Pourquoi notre obsession pour la photo menace nos souvenirs

Une simple photographie peut nuire à la capacité que nous avons de nous souvenir de nos expériences ou, au contraire, aider notre mémoire à refaire surface, écrit Linda Henkel de la Fairfield University sur Quartz.

De nos jours, la technologie nous offre la possibilité de prendre des dizaines de photos en seulement quelques secondes jusqu’au moment où nous avons obtenu le sourire parfait tant recherché. En somme, les photos sont devenues une marchandise alors qu’autrefois, il s’agissait surtout de la conservation de souvenirs précieux, souligne Henkel. Une étude de Shutterfly a constaté récemment que les Américains prenaient en tout plus de 10,3 milliards de clichés par mois. En outre, selon cette enquête, les dispositifs mobiles constituent actuellement l’instrument principal pour les prises de vue de 60% des utilisateurs.

Cette situation contraste véritablement avec celle d’il y a environ 10 ans. A l’époque, la photographie avait un coût plus élevé, ce qui nous obligeait à ne capturer que les instants qui en valaient vraiment la peine et qui méritaient d’être transmis aux générations futures. Les répondants de l’étude de Shutterfly ont expliqué qu’une de leurs principales motivations pour prendre des photos était la possibilité de se souvenir de leurs expériences. Cependant, actuellement, la multitude de clichés que nous prenons est bien souvent stockée dans l’oubli sur de nombreuses plateformes numériques parmi d’autres photos banales comme celles du dîner de la veille, nos selfies ou encore les diverses photos de nos pieds dans le sable lors de nos dernières vacances. Dès lors, doit-on s’étonner de perdre la trace de photos qui méritent que l’on s’en souvienne ?

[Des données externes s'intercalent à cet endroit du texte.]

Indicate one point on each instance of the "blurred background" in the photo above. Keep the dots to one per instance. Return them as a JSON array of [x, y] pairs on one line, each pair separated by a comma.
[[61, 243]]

Le problème des souvenirs oubliés dans le flux numérique est aggravé par la façon dont notre cerveau fonctionne. « Lorsque nous nous appuyons sur des « aide-mémoires » comme des appareils photo ou des smartphones, nous externalisons de manière efficace notre capacité de mémoire et nous nous éloignons du traitement cognitif nécessaire pour la création de souvenirs durables », indique Linda Henkel. Henkel a réalisé deux études durant lesquelles 74 étudiants universitaires ont dû visiter un musée d’art. Le premier groupe devait photographier les objets exposés et le deuxième devait simplement les observer.

Les élèves ont ensuite été invités à rapporter ce qu’ils avaient vu. Les résultats ont confirmé l’effet invalidant de la prise de photo sur la mémoire constaté par le professeur : les étudiants qui devaient prendre des photos se souvenaient moins des objets dans leur totalité, de leurs détails et de leur emplacement dans le musée, que les étudiants qui devaient simplement les observer. Ces conclusions coïncident avec celles d’autres recherches qui montrent que lorsque nous nous aidons d’un périphérique externe comme un ordinateur, nous avons tendance à moins mémoriser les choses.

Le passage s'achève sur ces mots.